Major computing shifts: Will history rhyme?

I experienced the mobile computing shift in the trenches as a PM of Samsung’s mobile processors and later in the C-Suite as a consultant. Reflecting on those days, I see distinct similarities between the nascent stages of mobile technology and the current, early days of artificial intelligence. Some observations:
Operating System Wars vs. Foundational Model Wars
In 2007, the mobile OS war was in full swing and it was not at all clear who would win. Apple had the hype factor, while Windows Mobile seemed to be a sure thing due to its familiarity and domination of the Office productivity suite. Nokia, with its Symbian OS, had the largest market share, and Blackberry had the early cult following. In a few short years, however, the mobile OS space quickly became a duopoly of iOS (premium & closed) and Android (free! and open source). In the early days of mobile, the momentum of app developers created insurmountable moats. Today the moats in foundation models are created by CapEx and access to data.
I don’t necessarily think the AI foundational model wars will rationalize into a duopoly, but I do think that 1) a smaller number of players will emerge as the winners, 2) open source will have an important role and will force closed players to refine their strategies, and 3) developers will have to pay close attention to which models emerge victorious. Looking back to the mobile OS wars, startups that tied their fate to Windows Mobile or Symbian are probably not around today.
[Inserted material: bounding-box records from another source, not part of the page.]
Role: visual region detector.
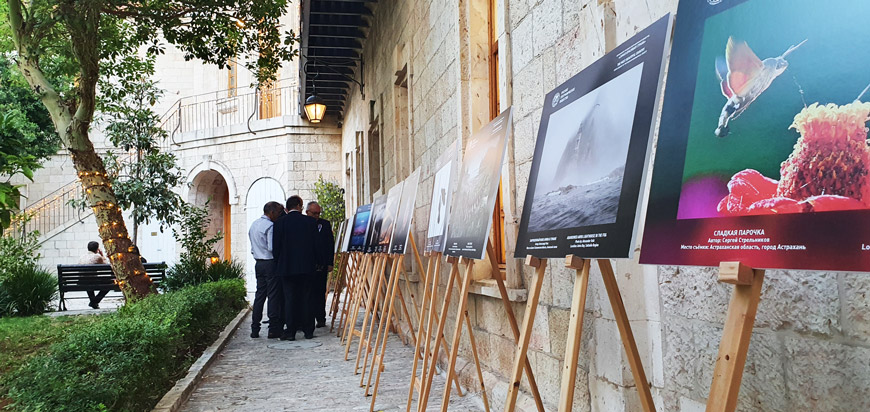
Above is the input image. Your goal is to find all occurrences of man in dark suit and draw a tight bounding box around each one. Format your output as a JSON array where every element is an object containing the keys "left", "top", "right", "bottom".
[
  {"left": 272, "top": 195, "right": 317, "bottom": 340},
  {"left": 305, "top": 202, "right": 335, "bottom": 328}
]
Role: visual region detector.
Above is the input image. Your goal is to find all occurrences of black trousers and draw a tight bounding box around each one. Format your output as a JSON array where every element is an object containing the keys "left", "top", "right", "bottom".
[
  {"left": 311, "top": 270, "right": 329, "bottom": 324},
  {"left": 268, "top": 272, "right": 284, "bottom": 336},
  {"left": 251, "top": 259, "right": 275, "bottom": 332},
  {"left": 282, "top": 274, "right": 314, "bottom": 336}
]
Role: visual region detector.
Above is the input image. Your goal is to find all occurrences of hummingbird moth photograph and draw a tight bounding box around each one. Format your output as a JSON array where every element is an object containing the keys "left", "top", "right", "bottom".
[{"left": 641, "top": 0, "right": 870, "bottom": 271}]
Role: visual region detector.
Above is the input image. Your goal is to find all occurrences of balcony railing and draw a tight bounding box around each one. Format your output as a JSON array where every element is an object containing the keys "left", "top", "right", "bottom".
[{"left": 162, "top": 79, "right": 299, "bottom": 143}]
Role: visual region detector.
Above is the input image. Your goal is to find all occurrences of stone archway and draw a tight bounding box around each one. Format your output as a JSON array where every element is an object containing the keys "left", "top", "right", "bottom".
[{"left": 187, "top": 169, "right": 232, "bottom": 259}]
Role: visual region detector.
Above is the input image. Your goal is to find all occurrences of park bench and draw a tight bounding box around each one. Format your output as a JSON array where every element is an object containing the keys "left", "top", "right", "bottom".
[{"left": 57, "top": 262, "right": 166, "bottom": 310}]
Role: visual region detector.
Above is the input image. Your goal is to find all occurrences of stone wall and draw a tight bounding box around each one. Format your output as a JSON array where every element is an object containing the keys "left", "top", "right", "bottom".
[{"left": 342, "top": 0, "right": 870, "bottom": 412}]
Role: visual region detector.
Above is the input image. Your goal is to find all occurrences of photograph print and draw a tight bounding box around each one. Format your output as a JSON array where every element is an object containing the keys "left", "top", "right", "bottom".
[
  {"left": 341, "top": 218, "right": 354, "bottom": 252},
  {"left": 444, "top": 108, "right": 513, "bottom": 259},
  {"left": 365, "top": 195, "right": 387, "bottom": 253},
  {"left": 424, "top": 141, "right": 459, "bottom": 254},
  {"left": 334, "top": 219, "right": 347, "bottom": 253},
  {"left": 377, "top": 182, "right": 402, "bottom": 253},
  {"left": 641, "top": 0, "right": 870, "bottom": 271},
  {"left": 347, "top": 203, "right": 372, "bottom": 252},
  {"left": 515, "top": 15, "right": 671, "bottom": 258},
  {"left": 390, "top": 168, "right": 420, "bottom": 254}
]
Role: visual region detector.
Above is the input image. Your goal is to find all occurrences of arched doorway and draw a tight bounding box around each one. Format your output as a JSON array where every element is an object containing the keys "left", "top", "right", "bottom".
[
  {"left": 187, "top": 170, "right": 232, "bottom": 260},
  {"left": 245, "top": 177, "right": 285, "bottom": 292}
]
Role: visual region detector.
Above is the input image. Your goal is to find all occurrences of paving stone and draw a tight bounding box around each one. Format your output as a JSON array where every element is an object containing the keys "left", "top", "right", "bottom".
[{"left": 182, "top": 308, "right": 483, "bottom": 412}]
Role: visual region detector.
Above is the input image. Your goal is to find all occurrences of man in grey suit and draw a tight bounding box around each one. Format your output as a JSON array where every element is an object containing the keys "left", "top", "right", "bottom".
[{"left": 248, "top": 202, "right": 284, "bottom": 338}]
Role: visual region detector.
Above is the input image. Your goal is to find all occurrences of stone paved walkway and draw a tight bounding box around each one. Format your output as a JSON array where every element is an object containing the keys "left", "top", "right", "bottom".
[{"left": 182, "top": 306, "right": 483, "bottom": 412}]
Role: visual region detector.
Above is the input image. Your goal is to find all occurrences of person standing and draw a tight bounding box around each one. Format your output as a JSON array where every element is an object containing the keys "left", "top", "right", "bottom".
[
  {"left": 305, "top": 202, "right": 335, "bottom": 328},
  {"left": 79, "top": 240, "right": 109, "bottom": 309},
  {"left": 248, "top": 202, "right": 284, "bottom": 338},
  {"left": 269, "top": 195, "right": 317, "bottom": 340}
]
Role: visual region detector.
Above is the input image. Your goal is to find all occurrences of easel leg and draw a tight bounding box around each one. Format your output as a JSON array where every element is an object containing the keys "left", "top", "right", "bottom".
[
  {"left": 433, "top": 259, "right": 474, "bottom": 412},
  {"left": 486, "top": 240, "right": 544, "bottom": 412},
  {"left": 354, "top": 256, "right": 387, "bottom": 378},
  {"left": 504, "top": 256, "right": 547, "bottom": 412},
  {"left": 464, "top": 302, "right": 489, "bottom": 412},
  {"left": 707, "top": 262, "right": 764, "bottom": 412},
  {"left": 366, "top": 256, "right": 413, "bottom": 412},
  {"left": 363, "top": 256, "right": 404, "bottom": 396},
  {"left": 417, "top": 257, "right": 459, "bottom": 412},
  {"left": 598, "top": 259, "right": 656, "bottom": 412},
  {"left": 406, "top": 256, "right": 435, "bottom": 412},
  {"left": 344, "top": 255, "right": 380, "bottom": 360},
  {"left": 559, "top": 255, "right": 592, "bottom": 412}
]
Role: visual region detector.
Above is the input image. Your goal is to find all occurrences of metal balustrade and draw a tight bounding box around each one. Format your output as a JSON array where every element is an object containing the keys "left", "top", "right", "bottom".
[{"left": 7, "top": 79, "right": 299, "bottom": 240}]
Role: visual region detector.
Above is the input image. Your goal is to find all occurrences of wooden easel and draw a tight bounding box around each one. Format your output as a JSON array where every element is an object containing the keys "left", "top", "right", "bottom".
[
  {"left": 407, "top": 247, "right": 463, "bottom": 412},
  {"left": 326, "top": 252, "right": 353, "bottom": 333},
  {"left": 707, "top": 262, "right": 764, "bottom": 412},
  {"left": 329, "top": 252, "right": 360, "bottom": 339},
  {"left": 344, "top": 254, "right": 380, "bottom": 360},
  {"left": 353, "top": 253, "right": 389, "bottom": 374},
  {"left": 552, "top": 255, "right": 656, "bottom": 412}
]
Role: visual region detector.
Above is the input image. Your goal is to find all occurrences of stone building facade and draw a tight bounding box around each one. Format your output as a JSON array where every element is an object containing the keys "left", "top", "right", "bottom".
[{"left": 332, "top": 0, "right": 870, "bottom": 412}]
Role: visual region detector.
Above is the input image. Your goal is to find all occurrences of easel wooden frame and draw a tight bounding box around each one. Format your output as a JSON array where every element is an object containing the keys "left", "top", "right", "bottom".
[
  {"left": 344, "top": 254, "right": 380, "bottom": 360},
  {"left": 707, "top": 262, "right": 764, "bottom": 412},
  {"left": 552, "top": 255, "right": 656, "bottom": 412}
]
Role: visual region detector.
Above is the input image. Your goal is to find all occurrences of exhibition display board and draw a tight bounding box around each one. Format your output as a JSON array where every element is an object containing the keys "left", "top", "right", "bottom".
[
  {"left": 424, "top": 141, "right": 459, "bottom": 254},
  {"left": 640, "top": 0, "right": 870, "bottom": 271},
  {"left": 444, "top": 109, "right": 513, "bottom": 259},
  {"left": 514, "top": 17, "right": 670, "bottom": 258},
  {"left": 347, "top": 203, "right": 372, "bottom": 252},
  {"left": 505, "top": 15, "right": 672, "bottom": 412}
]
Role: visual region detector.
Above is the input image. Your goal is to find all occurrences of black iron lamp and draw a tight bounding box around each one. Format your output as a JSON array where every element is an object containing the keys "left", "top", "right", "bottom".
[{"left": 305, "top": 94, "right": 326, "bottom": 123}]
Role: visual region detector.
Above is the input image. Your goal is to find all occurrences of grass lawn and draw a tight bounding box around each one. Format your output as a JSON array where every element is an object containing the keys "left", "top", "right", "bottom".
[{"left": 0, "top": 316, "right": 96, "bottom": 410}]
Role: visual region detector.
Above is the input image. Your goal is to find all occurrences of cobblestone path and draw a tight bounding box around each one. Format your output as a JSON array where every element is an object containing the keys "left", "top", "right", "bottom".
[{"left": 182, "top": 308, "right": 483, "bottom": 412}]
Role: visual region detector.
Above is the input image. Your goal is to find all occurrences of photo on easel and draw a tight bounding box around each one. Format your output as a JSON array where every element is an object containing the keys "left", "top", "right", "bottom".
[
  {"left": 347, "top": 203, "right": 372, "bottom": 252},
  {"left": 641, "top": 0, "right": 870, "bottom": 272},
  {"left": 424, "top": 141, "right": 459, "bottom": 253},
  {"left": 365, "top": 195, "right": 387, "bottom": 253},
  {"left": 390, "top": 169, "right": 420, "bottom": 254},
  {"left": 341, "top": 218, "right": 355, "bottom": 252},
  {"left": 444, "top": 108, "right": 513, "bottom": 259},
  {"left": 515, "top": 15, "right": 671, "bottom": 258},
  {"left": 378, "top": 182, "right": 403, "bottom": 253},
  {"left": 333, "top": 219, "right": 347, "bottom": 253}
]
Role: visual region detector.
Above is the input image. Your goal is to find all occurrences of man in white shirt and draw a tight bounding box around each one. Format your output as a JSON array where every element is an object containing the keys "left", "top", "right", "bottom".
[
  {"left": 248, "top": 202, "right": 284, "bottom": 338},
  {"left": 79, "top": 240, "right": 109, "bottom": 309}
]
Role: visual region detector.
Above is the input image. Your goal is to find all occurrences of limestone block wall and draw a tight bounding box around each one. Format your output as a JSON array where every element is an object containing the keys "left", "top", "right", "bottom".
[{"left": 342, "top": 0, "right": 870, "bottom": 412}]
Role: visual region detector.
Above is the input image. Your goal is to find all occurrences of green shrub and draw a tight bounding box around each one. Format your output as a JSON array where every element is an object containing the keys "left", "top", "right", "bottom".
[
  {"left": 162, "top": 259, "right": 245, "bottom": 291},
  {"left": 0, "top": 265, "right": 57, "bottom": 316},
  {"left": 6, "top": 280, "right": 246, "bottom": 412}
]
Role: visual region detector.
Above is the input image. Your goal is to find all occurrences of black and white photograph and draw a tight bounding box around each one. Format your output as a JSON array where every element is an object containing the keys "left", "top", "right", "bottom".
[
  {"left": 424, "top": 141, "right": 459, "bottom": 254},
  {"left": 346, "top": 203, "right": 372, "bottom": 252},
  {"left": 377, "top": 182, "right": 402, "bottom": 253},
  {"left": 390, "top": 168, "right": 420, "bottom": 254},
  {"left": 444, "top": 108, "right": 513, "bottom": 259},
  {"left": 365, "top": 195, "right": 387, "bottom": 253},
  {"left": 514, "top": 15, "right": 671, "bottom": 258},
  {"left": 529, "top": 63, "right": 643, "bottom": 232},
  {"left": 335, "top": 219, "right": 347, "bottom": 253}
]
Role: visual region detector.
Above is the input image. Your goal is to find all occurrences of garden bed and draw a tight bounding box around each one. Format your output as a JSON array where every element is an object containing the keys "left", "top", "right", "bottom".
[{"left": 0, "top": 280, "right": 246, "bottom": 411}]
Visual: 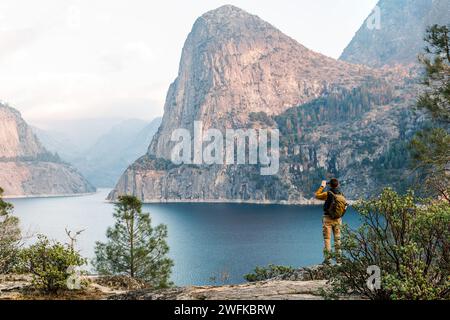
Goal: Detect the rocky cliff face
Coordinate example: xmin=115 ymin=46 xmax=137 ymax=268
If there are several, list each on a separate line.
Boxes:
xmin=340 ymin=0 xmax=450 ymax=67
xmin=0 ymin=103 xmax=95 ymax=196
xmin=150 ymin=6 xmax=370 ymax=158
xmin=109 ymin=6 xmax=422 ymax=203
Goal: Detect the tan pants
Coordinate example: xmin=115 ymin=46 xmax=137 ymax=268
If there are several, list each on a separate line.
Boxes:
xmin=323 ymin=216 xmax=342 ymax=260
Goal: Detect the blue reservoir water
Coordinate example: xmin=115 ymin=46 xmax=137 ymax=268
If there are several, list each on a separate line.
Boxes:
xmin=10 ymin=190 xmax=359 ymax=286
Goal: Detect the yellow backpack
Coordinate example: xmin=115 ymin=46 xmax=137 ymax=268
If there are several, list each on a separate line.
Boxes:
xmin=328 ymin=191 xmax=348 ymax=219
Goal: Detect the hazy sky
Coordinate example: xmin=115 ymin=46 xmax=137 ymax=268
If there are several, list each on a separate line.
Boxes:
xmin=0 ymin=0 xmax=377 ymax=127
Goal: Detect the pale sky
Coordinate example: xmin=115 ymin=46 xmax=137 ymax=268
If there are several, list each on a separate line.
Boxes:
xmin=0 ymin=0 xmax=377 ymax=127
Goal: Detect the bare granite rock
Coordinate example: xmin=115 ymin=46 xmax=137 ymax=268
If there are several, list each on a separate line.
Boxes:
xmin=108 ymin=6 xmax=417 ymax=204
xmin=109 ymin=280 xmax=326 ymax=300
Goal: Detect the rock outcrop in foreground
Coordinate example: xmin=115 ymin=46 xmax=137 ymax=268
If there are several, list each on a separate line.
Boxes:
xmin=0 ymin=103 xmax=95 ymax=197
xmin=109 ymin=280 xmax=326 ymax=300
xmin=108 ymin=6 xmax=422 ymax=204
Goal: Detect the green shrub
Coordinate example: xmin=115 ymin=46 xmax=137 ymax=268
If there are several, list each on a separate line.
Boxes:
xmin=244 ymin=264 xmax=295 ymax=282
xmin=93 ymin=196 xmax=173 ymax=288
xmin=327 ymin=189 xmax=450 ymax=300
xmin=20 ymin=235 xmax=86 ymax=293
xmin=0 ymin=188 xmax=22 ymax=274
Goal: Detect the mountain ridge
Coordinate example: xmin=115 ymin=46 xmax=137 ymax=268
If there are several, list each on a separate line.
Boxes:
xmin=108 ymin=6 xmax=417 ymax=204
xmin=0 ymin=103 xmax=95 ymax=197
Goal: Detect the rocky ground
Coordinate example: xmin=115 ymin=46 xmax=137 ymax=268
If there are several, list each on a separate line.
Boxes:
xmin=0 ymin=268 xmax=344 ymax=300
xmin=109 ymin=280 xmax=326 ymax=300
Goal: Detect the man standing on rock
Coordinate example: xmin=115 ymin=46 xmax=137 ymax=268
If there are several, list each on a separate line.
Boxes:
xmin=316 ymin=178 xmax=347 ymax=264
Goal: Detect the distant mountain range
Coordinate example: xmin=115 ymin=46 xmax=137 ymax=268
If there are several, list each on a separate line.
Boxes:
xmin=108 ymin=0 xmax=432 ymax=203
xmin=0 ymin=103 xmax=95 ymax=197
xmin=33 ymin=118 xmax=161 ymax=187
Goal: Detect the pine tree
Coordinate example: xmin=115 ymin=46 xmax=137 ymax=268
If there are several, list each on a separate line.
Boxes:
xmin=93 ymin=196 xmax=173 ymax=287
xmin=411 ymin=25 xmax=450 ymax=202
xmin=0 ymin=188 xmax=22 ymax=274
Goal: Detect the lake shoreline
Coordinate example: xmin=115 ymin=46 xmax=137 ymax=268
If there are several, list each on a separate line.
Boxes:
xmin=2 ymin=190 xmax=97 ymax=200
xmin=105 ymin=198 xmax=356 ymax=206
The entrepreneurial learning curve
Apple was not early to the smartphone game. Palm, Blackberry, and others had mobile devices in consumers’ hands. The proliferation of smartphones, which Apple masterfully accelerated, was enabled by inflections of existing technologies such as fast, cheap, and low power processors, fast mobile networks, software assisted GPS, capacitive multi-touch, and more. Following the launch of the iPhone in 2007, it took entrepreneurs a few years, and lots of experimentation in leveraging these technologies before companies like Uber (2009), Whatsapp (2009), and Instagram (2010) emerged. Before that, there were countless startups that saw early experimental adoption and then quickly fizzled out (e.g., Flashlight apps, iBeer, Bump).
Fast forward 17 years. It has now been 18 months since the public release of ChatGPT sparked the frenzy of today’s AI boom. The rate of model development and the corresponding boom in AI entrepreneurial activity have been dizzying. But much like the 2+ years that it took entrepreneurs to create truly iconic businesses in the mobile world, I believe that entrepreneurs are emerging from the experimentation phase and today are building AI native companies that will fundamentally change the way we do things for many years to come.